Sandıkta saklanan cesedin ne anlama geldiği de ancak sözkonusu açıdan (eşcinsel kimliğin toplumdan gizlenmesi açısından) yaklaşıldığında yeter düzeyde kavranabilecektir. Örneğin Brandon’ın alıntıladığım konuşmada geçen “Hitler’in paranoyaklığı” vurgusu da diken üstündeki bir gay’in eşcinsel kimliğinin açığa çıkmasından endişe duyması ve kuşkuya kapılmasına mı karşılık gelmektedir? Evet. Sandıktaki ceset fikri. Bu nokta çok önemli. Dolayısıyla Rope’dan ‘sandıkta bir ceset olduğu fikri’ni çıkarıp atın, geriye filmin posası bile kalmayacaktır. Evet, bu kadar basit. Alfred Hitchcock’un birçok filmi gibi Rope da bize dış dünya hakkında yaşamsal enformasyonlar sunmaz. Mevcut yaklaşımın bir uzantısıymış gibi öykünün tamamı kapalı bir uzamda, bir apartman dairesinde geçmektedir. (Bu da Hitchcock’un bir başka ironisi mi?) Evet, film bize sosyolojik çıkarımlar ve doğrudan toplumsal referanslarda bulunmaz. Kuramsal değinilerin hemen tümü, aktüel yaşamdan veya yakın tarihten izler taşımış olsalar da, kabul edelim ki, önemsizdir. Asıl konumuza, eşcinsellik temsili bahsine dönecek olursak, Rope’un konuyu ciddiye alıp almadığı meselesi problematikleştirilebilir. Bastırılan eşcinsel kimlik ise, önünde sonunda katil iki arkadaş-sevgilinin arızalı, tartışılmaya açık kimlikleridir… Sandığın masa olarak kullanılması (masada yemek yemek de modernliğin, modern uygarlığın bir göstergesi değil midir?) Brandon’ın dillendirdiği “uygarlığın ikiyüzlü olduğu” fikriyle birarada düşünülmelidir. Brandon ve Phillip’in bir gecelik konukseverlikleri ikiyüzlü bir oyunun parçasıdır. Kibarlıkları göze batacak denli yapaydır. Ve elbette cinsel tercihlerini gizlemek zorunda kaldıkları için de profesyonel birer ikiyüzlüdürler. Luis Buñuel’in Le fantôme de la liberté (1974, Özgürlük Hayaleti) adlı yapıtındaki alafranga tuvalatlerin üzerine oturarak bir masa etrafında yemek yiyen burjuvaların görüntülendiği grotesk sekans benzer bir biçimde modernliğin yanılsamalı ve kibar sözde doğası ile yakından ilintilidir. Diğer yandan, Rupert da kanlı canlı ikiyüzlülerdendir. Finaldeki nirengi noktasında, bugüne kadar söylediklerini yaşama geçirmeyi hiç düşünmediğini belirterek geri adım atar ve maskesini düşürür.

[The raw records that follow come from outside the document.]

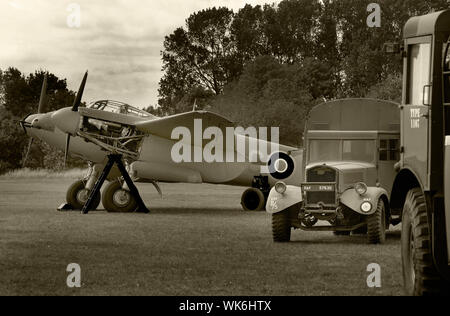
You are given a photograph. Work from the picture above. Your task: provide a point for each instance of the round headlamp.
(280, 187)
(366, 207)
(361, 188)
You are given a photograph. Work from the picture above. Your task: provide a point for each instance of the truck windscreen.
(341, 150)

Evet, öykünün bir diğer figürü de amatör dedektif imajının uzantısı konumundaki Rupert Cadell karakteri. Zeki tavırları, kurnazlığı, soğukkanlılığı ve hazırcevaplılığıyla Rupert; izleri yavaş yavaş ve sinsice takip edecek, sonuca mükemmel bir şekilde ulaşmayı başaracaktır. Bu noktada sorulması gereken soru: Sandıkta bir ceset olduğunu ortaya çıkaran Rupert Cadell; Brandon Shaw ve Phillip Morgan’ın eşcinsel kimliğini de açığa çıkartmış mıdır? Bunun yanıtı da net değildir; öykü yapısında direkt bir eşcinsellik vurgusunun/imasının olmaması gibi. Ama hayatî soruyu ‘evet’ olarak yanıtlamakta bir sorun yoktur. Brandon ve Phillip, cinayet işlememişlerdir sadece. Bilakis cinayetin gizemi aralandığı içindir ki cezalandırılmaya mahkûm olmuşlardır. Eşcinsel oldukları için yasa ve toplum (süperego) tarafından cezalandırılacaklardır. Risk taşımasına karşın Rope’un açık uçlu finalini şu şekilde özetliyorum: Eşcinsel tercih mi cezalandırılmıştır, cinayet suçu mu? Bence sorunun yanıtı ilk soru tümcesinde gizlidir.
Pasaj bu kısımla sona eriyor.